De sobra son conocidos los universos de Capitán Tsubasa y Harry Potter. ¿Y si resulta que Suecia tiene magia por parte de ambos? La exhibición vista en el estadio BBVA de Monterrey ante 50987 espectadores, demuestra que «La pareja de oro» pueden ser Isak y Gyökeres. Y en lo que respecta al seleccionador del combinado nórdico, Graham Potter, entre su experiencia y apellido queda todo dicho. Ojo con esta Suecia porque apunta a sensación mundialista.
5-1, y no fueron más de milagro. La Túnez de Sabri Lamouchi fue un muñeco que podría haber recibido ocho o nueve goles tranquilamente. Y es que Suecia no vive solo de Isak y Gyökeres, su artillería no concluye ahí. Por de pronto hay que saludar a Ayari. Ironías del fútbol, de procedencia tunecina, pero jugando con el combinado nórdico, que seguro estará agradeciendo el fichaje.
A la ocasión de Gyökeres en el 5 de partido, le siguió el primer tanto del muchacho mencionado, que fusiló llegado el minuto 7 tras beneficiarse de varios rebotes. No lo celebró por sus raíces africanas, un gesto que le honra. El chaval probó suerte sin éxito al 11 de juego, pero el segundo tanto sueco se olía, y arribó a la media hora de encuentro. Muy mal Chamakh en su cantada, fenomenal Isak en velocidad.
Quiso el tercero Suecia antes del descanso, pero Lindelof no tuvo puntería en el 33, y lo que llegó diez minutos más tarde fue el gol de Túnez. Mejbri centró al primer palo y Rekik prolongó genial. Fue la dulce apariencia de una selección que tuvo en el mencionado Mejbri al mejor de los suyos, probando de vaselina en el 49 y de falta directa al 52. Entre medias, Gyökeres pudo haber anotado un tercer gol que consiguió al 59 de juego. La zaga tunecina perdió el balón en salida, Isak asistió a su socio, y este mandó el cuero a guardar.

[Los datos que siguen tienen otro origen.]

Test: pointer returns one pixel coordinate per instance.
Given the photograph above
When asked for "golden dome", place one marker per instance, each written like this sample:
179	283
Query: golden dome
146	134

Con el encuentro virtualmente visto para sentencia y Túnez ko, Isak y Gyökeres siguieron dando espectáculo. El primero no marcó al 68 porque la zaga rival evitó que culminara su jugadón, y el segundo remató de chilena en escorzo dos minutos después. Pura magia.
Hasta que llegó el cuarto al 84 de juego. Isak encontró a Svanberg, que definió al primer toque de tiro cruzado. La selección de Sabri Lamouchi estaba deseando que su sufrimiento cesara, pero faltaba el quinto, que llegó tras las oportunidades de Isak, ante el que respondió Chamakh con un paradón, y Bergvall, que remató fuera.
Con el 90+6, en la última jugada del partido, Bergvall jugó para un Ayari que fusiló al palo largo, esta vez sí, con celebración merecida. Suecia irradia magia. La selección de Graham Potter, liderada por una formidable pareja conformada por Isak y Gyökeres, posee un plantel compensado, fuerte y espectacular, habiendo convertido a Túnez en un saco de boxeo, y con pinta de no querer detenerse ahí. Mucha atención al combinado nórdico.